Effect of intermediate- and high-purity factor VIII concentrates on immune function in HIV-seropositive haemophiliacs as assessed by quantitative CD 4 counts

S R Deitcher; J Tuller; M Dugdale

doi:10.1046/j.1365-2516.1997.00120.x

Effect of intermediate- and high-purity factor VIII concentrates on immune function in HIV-seropositive haemophiliacs as assessed by quantitative CD 4 counts

Haemophilia. 1997 Oct;3(4):265-9. doi: 10.1046/j.1365-2516.1997.00120.x.

Authors

S R Deitcher¹, J Tuller¹, M Dugdale¹

Affiliation

¹ The University of Tennessee Hemophilia Clinic and Division of Hematology-Oncology, The University of Tennessee, Memphis TN, USA.

PMID: 27214862
DOI: 10.1046/j.1365-2516.1997.00120.x

Abstract

Intermediate-purity factor VIII (FVIII) concentrates are believed to adversely influence cellular immune function and accelerate HIV progression in haemophiliac patients. There are reports that cellular immunity, as measured by serial CD4 lymphocyte counts, is better preserved in HIV-infected haemophiliacs who receive high-purity concentrates compared with those receiving intermediate- or low-purity products. We retrospectively evaluated the rate of CD4 cell count decrease in 44 asymptomatic HIV-seropositive severe haemophilia A patients whose purity of prescribed FVIII concentrate was primarily determined by State of residence.

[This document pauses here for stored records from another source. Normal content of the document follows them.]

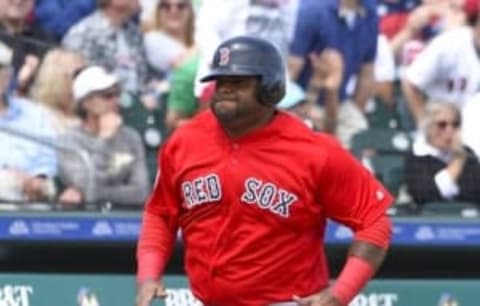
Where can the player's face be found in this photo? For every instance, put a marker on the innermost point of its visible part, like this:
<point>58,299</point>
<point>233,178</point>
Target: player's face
<point>443,131</point>
<point>235,98</point>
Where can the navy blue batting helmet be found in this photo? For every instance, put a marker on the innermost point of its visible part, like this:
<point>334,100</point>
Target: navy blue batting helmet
<point>251,56</point>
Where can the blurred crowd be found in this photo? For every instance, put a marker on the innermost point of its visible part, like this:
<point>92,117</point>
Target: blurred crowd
<point>89,89</point>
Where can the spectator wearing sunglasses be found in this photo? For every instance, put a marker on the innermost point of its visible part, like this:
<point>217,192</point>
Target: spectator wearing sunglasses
<point>115,151</point>
<point>440,167</point>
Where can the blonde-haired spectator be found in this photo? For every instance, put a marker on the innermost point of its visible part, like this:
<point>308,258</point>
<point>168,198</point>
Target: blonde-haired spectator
<point>53,87</point>
<point>440,167</point>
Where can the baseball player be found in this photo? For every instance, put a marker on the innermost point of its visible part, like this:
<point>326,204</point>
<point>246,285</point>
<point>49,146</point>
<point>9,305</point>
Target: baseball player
<point>251,188</point>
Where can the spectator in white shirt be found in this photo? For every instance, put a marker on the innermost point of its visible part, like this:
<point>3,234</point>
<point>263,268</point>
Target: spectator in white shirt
<point>448,69</point>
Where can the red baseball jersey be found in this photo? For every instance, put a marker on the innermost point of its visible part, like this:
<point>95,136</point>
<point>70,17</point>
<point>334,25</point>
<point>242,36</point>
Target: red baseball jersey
<point>253,210</point>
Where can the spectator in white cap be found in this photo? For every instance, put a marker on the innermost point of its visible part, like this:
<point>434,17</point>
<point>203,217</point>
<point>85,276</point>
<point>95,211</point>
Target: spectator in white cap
<point>115,150</point>
<point>27,165</point>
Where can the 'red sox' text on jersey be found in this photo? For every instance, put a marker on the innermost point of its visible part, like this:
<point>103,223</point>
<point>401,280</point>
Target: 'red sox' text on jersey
<point>237,201</point>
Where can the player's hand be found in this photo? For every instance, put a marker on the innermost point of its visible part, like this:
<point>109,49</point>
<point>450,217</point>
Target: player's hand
<point>148,290</point>
<point>323,298</point>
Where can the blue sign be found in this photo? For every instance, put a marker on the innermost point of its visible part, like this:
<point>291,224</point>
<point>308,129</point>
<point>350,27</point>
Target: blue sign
<point>69,228</point>
<point>126,228</point>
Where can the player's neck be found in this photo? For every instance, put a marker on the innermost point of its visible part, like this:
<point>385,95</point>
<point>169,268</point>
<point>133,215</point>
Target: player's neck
<point>243,126</point>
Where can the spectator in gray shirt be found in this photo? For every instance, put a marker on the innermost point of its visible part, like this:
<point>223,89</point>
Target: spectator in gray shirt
<point>114,151</point>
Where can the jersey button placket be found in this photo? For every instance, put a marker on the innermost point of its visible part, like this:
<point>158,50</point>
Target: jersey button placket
<point>234,159</point>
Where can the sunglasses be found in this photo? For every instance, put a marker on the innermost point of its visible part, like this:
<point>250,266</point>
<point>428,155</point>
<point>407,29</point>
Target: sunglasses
<point>109,94</point>
<point>443,124</point>
<point>180,6</point>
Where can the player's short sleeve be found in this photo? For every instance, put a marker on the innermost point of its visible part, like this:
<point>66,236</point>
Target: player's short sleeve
<point>164,198</point>
<point>348,192</point>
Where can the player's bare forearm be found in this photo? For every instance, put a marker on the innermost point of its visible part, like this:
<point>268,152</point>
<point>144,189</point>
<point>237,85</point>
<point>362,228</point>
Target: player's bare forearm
<point>365,88</point>
<point>368,251</point>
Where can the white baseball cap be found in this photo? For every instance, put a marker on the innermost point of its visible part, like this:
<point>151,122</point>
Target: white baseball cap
<point>90,80</point>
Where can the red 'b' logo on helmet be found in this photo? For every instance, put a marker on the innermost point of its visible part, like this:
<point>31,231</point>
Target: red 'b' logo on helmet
<point>224,56</point>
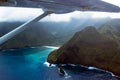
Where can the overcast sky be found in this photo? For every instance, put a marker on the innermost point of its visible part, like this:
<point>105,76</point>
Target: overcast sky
<point>24,14</point>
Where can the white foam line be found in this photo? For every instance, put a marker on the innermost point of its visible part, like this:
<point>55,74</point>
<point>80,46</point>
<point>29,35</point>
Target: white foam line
<point>47,64</point>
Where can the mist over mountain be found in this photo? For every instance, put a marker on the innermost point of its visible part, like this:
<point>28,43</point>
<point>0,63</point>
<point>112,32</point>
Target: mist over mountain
<point>98,47</point>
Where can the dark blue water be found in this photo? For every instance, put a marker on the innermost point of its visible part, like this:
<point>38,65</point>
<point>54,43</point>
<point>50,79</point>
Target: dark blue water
<point>30,64</point>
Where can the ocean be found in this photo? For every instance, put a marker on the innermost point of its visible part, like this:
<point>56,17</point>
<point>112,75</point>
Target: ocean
<point>30,64</point>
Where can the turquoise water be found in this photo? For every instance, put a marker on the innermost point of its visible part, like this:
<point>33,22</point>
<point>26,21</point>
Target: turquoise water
<point>30,64</point>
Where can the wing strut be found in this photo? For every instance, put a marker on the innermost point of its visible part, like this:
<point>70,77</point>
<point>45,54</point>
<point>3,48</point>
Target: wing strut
<point>21,28</point>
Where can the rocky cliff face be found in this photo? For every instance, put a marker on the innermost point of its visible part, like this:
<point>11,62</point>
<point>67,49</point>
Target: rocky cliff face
<point>89,47</point>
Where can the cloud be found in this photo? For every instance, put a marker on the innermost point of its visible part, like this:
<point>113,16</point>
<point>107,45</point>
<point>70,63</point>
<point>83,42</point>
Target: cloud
<point>115,2</point>
<point>24,14</point>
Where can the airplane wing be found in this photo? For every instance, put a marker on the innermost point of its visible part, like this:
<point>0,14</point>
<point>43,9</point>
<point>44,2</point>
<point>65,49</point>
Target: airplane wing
<point>62,6</point>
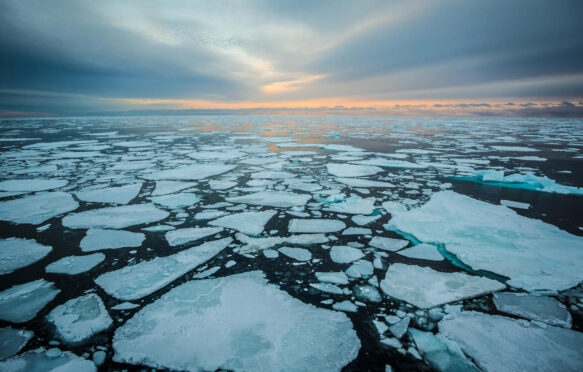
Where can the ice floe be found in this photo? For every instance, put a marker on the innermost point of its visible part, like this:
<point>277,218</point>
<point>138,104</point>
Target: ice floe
<point>247,325</point>
<point>426,288</point>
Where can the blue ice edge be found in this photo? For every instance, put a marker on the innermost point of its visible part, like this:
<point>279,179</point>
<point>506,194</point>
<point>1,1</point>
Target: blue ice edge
<point>448,255</point>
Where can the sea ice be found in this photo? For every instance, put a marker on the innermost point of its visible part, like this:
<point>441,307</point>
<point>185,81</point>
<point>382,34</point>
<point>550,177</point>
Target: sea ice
<point>37,208</point>
<point>250,223</point>
<point>247,325</point>
<point>282,199</point>
<point>98,239</point>
<point>17,253</point>
<point>136,281</point>
<point>115,217</point>
<point>80,318</point>
<point>426,288</point>
<point>21,303</point>
<point>190,234</point>
<point>533,254</point>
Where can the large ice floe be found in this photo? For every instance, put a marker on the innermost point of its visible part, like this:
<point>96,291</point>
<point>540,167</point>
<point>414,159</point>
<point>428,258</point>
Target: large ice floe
<point>18,253</point>
<point>21,303</point>
<point>37,208</point>
<point>425,287</point>
<point>532,254</point>
<point>497,343</point>
<point>238,323</point>
<point>139,280</point>
<point>115,217</point>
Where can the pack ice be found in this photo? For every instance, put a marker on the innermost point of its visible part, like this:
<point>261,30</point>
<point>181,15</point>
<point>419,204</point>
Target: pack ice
<point>238,323</point>
<point>533,254</point>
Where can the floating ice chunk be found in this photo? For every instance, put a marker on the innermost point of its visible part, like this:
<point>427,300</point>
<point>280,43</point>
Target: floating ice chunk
<point>173,201</point>
<point>17,253</point>
<point>388,244</point>
<point>425,287</point>
<point>315,225</point>
<point>80,318</point>
<point>191,172</point>
<point>345,306</point>
<point>21,303</point>
<point>183,236</point>
<point>423,251</point>
<point>136,281</point>
<point>381,162</point>
<point>356,231</point>
<point>544,309</point>
<point>514,148</point>
<point>250,223</point>
<point>114,195</point>
<point>98,239</point>
<point>351,170</point>
<point>247,321</point>
<point>327,287</point>
<point>513,204</point>
<point>37,208</point>
<point>497,239</point>
<point>441,353</point>
<point>115,217</point>
<point>345,254</point>
<point>73,265</point>
<point>42,360</point>
<point>170,187</point>
<point>299,254</point>
<point>32,185</point>
<point>332,277</point>
<point>360,269</point>
<point>364,220</point>
<point>272,198</point>
<point>498,343</point>
<point>361,182</point>
<point>353,205</point>
<point>12,341</point>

Prior to January 1989 all study subjects received treatment with intermediate- or low-purity products. In January 1989 the patients from Mississippi (n = 15) began to exclusively receive a high-purity, monoclonal antibody purified, plasma-derived product from their State Department of Health. The Mississippi cohort was subsequently converted to a high-purity, recombinant FVIII product in May 1993. Patients from Tennessee and Arkansas (n = 29) received intermediate-purity factor during the entire analysis period. Patients were monitored for an average of 68 months with an average of 11 CD4 cell count measurements. The rate of CD4 cell count decrease was derived from the calculated slope of a simple regression in order to account for large individual CD4 count fluctuations during the study period. There was no statistically significant difference in starting CD4 cell count between the 2 study groups. The rate of CD4 cell count decrease was 21.8 ± 52.9 cells μL(-1) year(-1) and 17.0 ± 32.6 cells μL(-1) year(-1) in the high-purity FVIII group and inter-mediate-purity FVIII group, respectively (P = 0.83). The difference in rate of CD4:CD8 ratio decrease between the two groups was also not statistically significant (P = 0.41). These data suggest that the use of the more costly, high-purity monoclonal antibody purified and recombinant FVIII concentrates does not influence the rate of decrease in CD4 cell count in HIV-seropositive haemophiliacs compared with concentrates of lower specific activity obtained using standard chromatographic techniques.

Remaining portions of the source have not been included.